Back in 2001, my Ironman triathlon buddies thought it would be a laugh to join an Ashtanga session which was meant to be very hard. It was!
What style of yoga do you practice?
Ashtanga, Rocket and Yin.
How has it changed your life?
Substantially. I finally took up yoga teaching a year ago. It is my main physical activity - running and cycling have faded into the background and I swim only occasionally. Yoga provides me mostly all that I need for fitness. It has also changed my outlook on life and contributed to positive personal changes.
What is your most memorable yoga moment?
Accomplishing a clean Ashtanga jump-back for the first time was an Eureka moment I guess.

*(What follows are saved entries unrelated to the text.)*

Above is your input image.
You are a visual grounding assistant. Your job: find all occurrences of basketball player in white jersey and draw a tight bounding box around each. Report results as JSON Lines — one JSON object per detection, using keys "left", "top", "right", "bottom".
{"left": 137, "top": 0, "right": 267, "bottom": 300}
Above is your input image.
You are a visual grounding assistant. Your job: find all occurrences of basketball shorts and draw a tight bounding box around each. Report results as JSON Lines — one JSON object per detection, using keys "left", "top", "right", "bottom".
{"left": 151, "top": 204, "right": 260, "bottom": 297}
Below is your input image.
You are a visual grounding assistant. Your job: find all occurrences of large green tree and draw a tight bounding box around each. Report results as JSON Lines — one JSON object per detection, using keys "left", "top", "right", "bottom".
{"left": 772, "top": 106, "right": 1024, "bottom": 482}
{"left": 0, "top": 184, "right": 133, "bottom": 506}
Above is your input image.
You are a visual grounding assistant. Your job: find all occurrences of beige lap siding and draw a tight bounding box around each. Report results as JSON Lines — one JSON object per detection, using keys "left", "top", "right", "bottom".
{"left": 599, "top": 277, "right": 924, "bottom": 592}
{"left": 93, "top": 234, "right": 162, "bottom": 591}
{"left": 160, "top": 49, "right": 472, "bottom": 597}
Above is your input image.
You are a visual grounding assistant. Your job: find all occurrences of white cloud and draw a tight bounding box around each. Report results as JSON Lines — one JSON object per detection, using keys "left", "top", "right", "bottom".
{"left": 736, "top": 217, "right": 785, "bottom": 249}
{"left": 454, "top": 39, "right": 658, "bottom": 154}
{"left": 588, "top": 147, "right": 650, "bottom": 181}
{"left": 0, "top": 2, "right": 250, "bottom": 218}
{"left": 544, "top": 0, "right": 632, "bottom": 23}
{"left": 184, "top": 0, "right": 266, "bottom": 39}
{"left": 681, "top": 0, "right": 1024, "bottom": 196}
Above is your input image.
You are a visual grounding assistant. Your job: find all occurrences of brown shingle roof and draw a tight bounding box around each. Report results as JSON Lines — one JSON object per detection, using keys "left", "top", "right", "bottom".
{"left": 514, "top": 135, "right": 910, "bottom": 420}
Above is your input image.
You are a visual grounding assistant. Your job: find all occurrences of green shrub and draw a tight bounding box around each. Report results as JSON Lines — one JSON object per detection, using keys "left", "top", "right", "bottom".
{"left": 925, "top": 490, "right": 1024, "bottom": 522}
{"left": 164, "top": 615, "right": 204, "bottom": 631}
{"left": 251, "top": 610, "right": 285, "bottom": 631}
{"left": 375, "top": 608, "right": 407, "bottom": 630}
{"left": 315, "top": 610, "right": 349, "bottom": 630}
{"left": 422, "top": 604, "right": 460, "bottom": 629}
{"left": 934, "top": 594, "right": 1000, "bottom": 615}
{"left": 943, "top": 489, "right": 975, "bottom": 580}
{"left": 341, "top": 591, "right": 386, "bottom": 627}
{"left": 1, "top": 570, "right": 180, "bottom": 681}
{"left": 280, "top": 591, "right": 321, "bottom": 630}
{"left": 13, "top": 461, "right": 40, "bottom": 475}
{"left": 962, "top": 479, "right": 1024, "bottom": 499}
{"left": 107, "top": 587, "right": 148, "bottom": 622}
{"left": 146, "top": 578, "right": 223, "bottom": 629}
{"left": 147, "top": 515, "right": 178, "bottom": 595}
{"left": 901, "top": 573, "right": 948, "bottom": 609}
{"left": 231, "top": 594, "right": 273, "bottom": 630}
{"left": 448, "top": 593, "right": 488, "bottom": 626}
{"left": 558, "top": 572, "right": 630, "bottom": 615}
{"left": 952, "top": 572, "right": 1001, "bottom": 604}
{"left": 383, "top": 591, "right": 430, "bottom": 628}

Though I'm trying desperately to come up with something less ego-driven to mention but I got nothin'.
What makes a great yoga teacher?
The ability to let the student do the yoga, expressing the poses in their own personal way.
What is your favourite pose and why?
Marichiasana D; it resets my back in a way nothing else does.
What do you do when not doing yoga?
I have a full-time job at university. In my free time it's more music, and some running and cycling.
What are you listening to?
Revisiting Michael Hedges, the originator of the acoustic guitar percussive style.
What are you reading?
Haruki Murakami's 1Q84.
What do you want to be when you grow up?
If you could be any animal in the world, what would you choose?
Who would play you in the film of your life?
What is your guiltiest pleasure?
Watching chick flicks with my daughters when they visit!
When are you happiest?
Mostly on Saturday mornings around 10am.
What is your greatest fear?
The death of loved ones.
Where would you go if you could time travel?
Back to 1970. I was there already but I was only 10 years old and I'd like to go to Woodstock without a chaperone.
Why should people do yoga?
Because if they stretch their body, their mind will follow.
Finally, tell us something we don’t know.
There is only one standing pose mentioned in Byhasa's notes to the Yoga Sutra in about 500 - 600 CE. While the much later (16th C) Hatha Yoga Pradipika mentions only sitting poses. There is a good chance that standing poses as we know them are all derived from early 20th Century gymnastics as described in Mark Singlelton's book.